Abstract

Dust enables low-mass stars to form from low-metallicity gas by inducing fragmentation of clouds via the cooling by its thermal emission. Dust may, however, be evacuated from star-forming clouds due to radiation force from massive stars. We here study the condition for the dust evacuation by comparing the dust evacuation time with the time of cloud destruction due to either expansion of HII regions or supernovae. The cloud destruction time has weak dependence on the cloud radius, while the dust evacuation time becomes shorter for a cloud with the smaller radius.

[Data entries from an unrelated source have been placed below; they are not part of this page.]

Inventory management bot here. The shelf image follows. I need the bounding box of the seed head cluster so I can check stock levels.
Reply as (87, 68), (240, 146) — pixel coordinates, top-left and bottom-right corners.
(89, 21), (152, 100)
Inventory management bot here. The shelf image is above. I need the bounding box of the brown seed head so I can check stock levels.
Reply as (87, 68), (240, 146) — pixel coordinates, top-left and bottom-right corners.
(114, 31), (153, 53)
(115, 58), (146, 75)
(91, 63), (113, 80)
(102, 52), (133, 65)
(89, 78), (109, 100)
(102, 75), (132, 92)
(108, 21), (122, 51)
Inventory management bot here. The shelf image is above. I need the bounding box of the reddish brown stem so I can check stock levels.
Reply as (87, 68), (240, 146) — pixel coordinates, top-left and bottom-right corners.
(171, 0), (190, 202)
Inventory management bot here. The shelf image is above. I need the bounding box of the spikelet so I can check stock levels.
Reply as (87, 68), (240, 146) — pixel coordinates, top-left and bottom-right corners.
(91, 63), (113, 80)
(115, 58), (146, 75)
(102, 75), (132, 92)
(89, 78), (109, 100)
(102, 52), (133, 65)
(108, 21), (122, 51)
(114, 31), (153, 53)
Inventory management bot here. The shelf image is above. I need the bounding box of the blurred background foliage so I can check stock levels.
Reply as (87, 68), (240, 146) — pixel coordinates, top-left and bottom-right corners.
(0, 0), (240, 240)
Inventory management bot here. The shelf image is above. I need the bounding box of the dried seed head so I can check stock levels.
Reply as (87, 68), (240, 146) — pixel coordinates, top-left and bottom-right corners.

The dust evacuation thus occurs in compact star-forming clouds whose column density is $N_{\rm H} \simeq 10^{24} - 10^{26} ~{\rm cm^{-2}}$. The critical halo mass above which the dust evacuation occurs becomes lower for higher formation redshift, e.g., $\sim 10^{9}~M_{\odot}$ at redshift $z \sim 3$ and $\sim 10^{7}~M_{\odot}$ at $z \sim 9$. In addition, metallicity of the gas should be less than $\sim 10^{-2} ~ Z_{\odot}$. Otherwise the dust attenuation reduces the radiation force significantly. From the dust-evacuated gas, massive stars are likely to form even with metallicity above $\sim 10^{-5}~Z_{\odot}$, the critical value for low-mass star formation due to the dust cooling. This can explain the dearth of ultra-metal poor stars with the metallicity lower than $\sim 10^{-4}~Z_{\odot}$.